Many narcissists mock the family of their victims.  They make fun of your family in order to remind you that they are superior to your family.  You would be better off paying attention to your narcissist.  They mock the love and loyalty of family.

But, to be fair, many narcissists feel the same way about their own families.  In fact, some narcissists are cruel toward and distant from their family members.  They hate being reminded that there are people who know some of their secrets, their failings and fears.  They hate the assumption of relationship and rights that family has.  They hate the fact that some people refuse to be twisted by their manipulations.

So what do you do?  The answer again lies in boundaries and the necessity of maintaining a distance between the narcissist and your identity.  Maybe he doesn’t want to go to your parents’ for the holiday.  Go without him.  Maybe your friend does call during the event.  Don’t answer the phone.  Maybe your boss does assign more work that weekend.  Do what you can and don’t do what you can’t.  Stay in charge of who you are.  Don’t even do what I say, just do what you want or need to do.

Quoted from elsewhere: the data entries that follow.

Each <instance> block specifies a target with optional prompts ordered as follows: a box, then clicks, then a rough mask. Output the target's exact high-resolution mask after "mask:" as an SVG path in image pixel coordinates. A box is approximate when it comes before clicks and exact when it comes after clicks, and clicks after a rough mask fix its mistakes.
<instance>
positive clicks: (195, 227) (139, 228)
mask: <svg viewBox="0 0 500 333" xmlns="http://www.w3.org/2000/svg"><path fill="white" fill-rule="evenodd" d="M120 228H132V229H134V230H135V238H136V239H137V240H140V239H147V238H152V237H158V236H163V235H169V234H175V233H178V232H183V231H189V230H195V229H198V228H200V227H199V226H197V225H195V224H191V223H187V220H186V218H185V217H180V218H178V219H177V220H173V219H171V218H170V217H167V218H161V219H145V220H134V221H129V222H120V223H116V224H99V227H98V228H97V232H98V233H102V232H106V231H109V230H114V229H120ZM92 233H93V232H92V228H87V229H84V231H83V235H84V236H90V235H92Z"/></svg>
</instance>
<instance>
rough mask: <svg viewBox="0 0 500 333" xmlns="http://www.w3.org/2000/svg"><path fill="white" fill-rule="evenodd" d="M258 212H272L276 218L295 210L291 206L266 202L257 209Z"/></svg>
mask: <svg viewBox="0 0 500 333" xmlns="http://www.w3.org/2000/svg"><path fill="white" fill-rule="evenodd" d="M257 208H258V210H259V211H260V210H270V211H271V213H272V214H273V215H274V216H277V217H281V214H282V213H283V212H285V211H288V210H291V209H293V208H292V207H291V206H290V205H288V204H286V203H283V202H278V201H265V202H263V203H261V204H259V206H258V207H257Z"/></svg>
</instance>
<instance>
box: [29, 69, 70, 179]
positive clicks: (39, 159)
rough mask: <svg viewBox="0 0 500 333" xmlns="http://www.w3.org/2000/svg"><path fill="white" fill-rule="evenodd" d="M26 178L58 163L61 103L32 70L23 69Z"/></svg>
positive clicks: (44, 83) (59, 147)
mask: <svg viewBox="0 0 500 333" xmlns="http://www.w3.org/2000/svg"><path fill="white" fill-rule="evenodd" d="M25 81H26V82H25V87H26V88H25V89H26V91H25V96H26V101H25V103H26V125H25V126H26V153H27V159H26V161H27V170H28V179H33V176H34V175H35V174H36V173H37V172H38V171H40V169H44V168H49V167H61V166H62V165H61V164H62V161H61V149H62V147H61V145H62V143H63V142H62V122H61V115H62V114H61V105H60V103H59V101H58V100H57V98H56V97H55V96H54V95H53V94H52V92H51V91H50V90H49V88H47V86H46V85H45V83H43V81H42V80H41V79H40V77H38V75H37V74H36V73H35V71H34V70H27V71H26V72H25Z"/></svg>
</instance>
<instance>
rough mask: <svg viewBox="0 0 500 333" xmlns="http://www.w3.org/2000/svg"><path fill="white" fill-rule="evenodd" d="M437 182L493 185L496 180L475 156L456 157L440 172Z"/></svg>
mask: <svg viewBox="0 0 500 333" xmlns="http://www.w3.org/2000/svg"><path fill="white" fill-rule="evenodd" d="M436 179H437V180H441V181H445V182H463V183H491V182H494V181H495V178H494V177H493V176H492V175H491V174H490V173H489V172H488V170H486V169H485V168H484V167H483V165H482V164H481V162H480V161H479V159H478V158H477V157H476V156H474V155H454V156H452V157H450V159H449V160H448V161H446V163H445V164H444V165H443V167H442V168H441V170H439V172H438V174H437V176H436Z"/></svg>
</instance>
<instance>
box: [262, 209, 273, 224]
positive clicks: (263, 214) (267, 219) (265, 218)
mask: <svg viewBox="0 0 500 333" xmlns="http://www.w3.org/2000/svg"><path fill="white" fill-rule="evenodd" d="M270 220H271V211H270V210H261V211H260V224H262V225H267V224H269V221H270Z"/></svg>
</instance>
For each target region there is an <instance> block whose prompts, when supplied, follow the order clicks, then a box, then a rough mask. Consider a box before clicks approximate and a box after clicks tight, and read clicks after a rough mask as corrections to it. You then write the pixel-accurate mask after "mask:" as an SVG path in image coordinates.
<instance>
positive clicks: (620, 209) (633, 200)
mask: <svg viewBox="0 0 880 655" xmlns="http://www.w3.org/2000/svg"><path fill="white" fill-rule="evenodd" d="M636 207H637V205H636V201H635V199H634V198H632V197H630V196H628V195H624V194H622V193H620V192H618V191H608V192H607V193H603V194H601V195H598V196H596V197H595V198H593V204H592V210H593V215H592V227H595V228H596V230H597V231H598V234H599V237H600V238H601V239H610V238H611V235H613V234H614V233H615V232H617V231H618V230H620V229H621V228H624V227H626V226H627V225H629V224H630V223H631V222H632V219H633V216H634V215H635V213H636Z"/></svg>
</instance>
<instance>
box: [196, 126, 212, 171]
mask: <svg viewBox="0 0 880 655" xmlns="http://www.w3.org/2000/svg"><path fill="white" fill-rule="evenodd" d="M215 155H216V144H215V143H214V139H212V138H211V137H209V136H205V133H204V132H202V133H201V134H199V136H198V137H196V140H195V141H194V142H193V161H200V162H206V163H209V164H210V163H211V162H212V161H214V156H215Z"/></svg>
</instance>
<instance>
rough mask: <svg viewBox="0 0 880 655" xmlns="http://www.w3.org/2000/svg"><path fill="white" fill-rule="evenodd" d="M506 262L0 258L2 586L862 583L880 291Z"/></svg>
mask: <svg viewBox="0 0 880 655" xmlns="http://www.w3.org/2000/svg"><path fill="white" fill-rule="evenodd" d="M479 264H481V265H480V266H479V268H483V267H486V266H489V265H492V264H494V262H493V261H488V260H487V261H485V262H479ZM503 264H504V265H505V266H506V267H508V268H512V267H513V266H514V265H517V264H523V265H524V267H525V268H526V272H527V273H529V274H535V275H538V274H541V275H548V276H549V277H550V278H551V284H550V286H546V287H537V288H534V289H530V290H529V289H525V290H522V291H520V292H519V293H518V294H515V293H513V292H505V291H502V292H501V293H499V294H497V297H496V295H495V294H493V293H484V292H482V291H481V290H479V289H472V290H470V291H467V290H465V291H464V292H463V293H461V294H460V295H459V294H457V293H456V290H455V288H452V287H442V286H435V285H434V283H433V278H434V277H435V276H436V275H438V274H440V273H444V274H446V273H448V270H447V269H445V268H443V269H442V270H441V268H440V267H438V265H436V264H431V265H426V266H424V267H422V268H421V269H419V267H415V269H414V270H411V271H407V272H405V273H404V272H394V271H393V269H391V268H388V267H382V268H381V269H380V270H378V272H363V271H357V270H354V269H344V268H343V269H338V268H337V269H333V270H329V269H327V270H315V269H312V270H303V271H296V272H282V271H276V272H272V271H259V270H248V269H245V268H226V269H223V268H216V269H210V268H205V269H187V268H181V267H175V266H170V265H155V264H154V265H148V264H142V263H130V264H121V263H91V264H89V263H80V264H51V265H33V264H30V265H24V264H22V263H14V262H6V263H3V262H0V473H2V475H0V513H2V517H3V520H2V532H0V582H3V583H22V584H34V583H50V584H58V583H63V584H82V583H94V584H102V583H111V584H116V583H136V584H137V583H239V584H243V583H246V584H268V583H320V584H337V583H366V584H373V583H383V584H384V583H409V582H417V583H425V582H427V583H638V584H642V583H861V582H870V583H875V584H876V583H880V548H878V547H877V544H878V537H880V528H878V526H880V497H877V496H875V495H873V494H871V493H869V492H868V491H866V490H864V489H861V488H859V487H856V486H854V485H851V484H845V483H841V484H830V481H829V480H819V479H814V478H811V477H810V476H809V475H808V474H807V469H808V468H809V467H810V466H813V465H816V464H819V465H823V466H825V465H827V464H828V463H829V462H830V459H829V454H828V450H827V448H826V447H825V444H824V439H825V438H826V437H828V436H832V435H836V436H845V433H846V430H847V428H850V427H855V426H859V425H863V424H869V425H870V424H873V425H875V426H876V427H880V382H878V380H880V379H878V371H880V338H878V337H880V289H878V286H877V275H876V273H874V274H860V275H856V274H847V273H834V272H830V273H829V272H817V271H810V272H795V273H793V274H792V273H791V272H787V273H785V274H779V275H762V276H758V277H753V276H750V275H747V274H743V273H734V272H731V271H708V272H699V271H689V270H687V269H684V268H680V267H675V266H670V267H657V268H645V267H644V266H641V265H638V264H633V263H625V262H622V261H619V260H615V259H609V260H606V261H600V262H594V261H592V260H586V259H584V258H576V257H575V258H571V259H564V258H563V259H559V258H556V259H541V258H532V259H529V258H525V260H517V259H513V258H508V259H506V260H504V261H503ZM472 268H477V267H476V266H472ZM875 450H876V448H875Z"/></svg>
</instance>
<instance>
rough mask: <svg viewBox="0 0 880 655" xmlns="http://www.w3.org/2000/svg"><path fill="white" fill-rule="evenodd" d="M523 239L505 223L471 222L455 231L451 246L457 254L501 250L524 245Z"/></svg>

And accept the fact that you will pay a price.  The price to maintain close relationships with family and friends will be the narcissist’s anger and manipulations.  Yes, it will hurt sometimes, but you must keep those relationships active.  It is classic behavior for narcissists to separate their victims from the support in their lives.  Your family, however you define it, is your support.  Don’t lose it or you may lose yourself.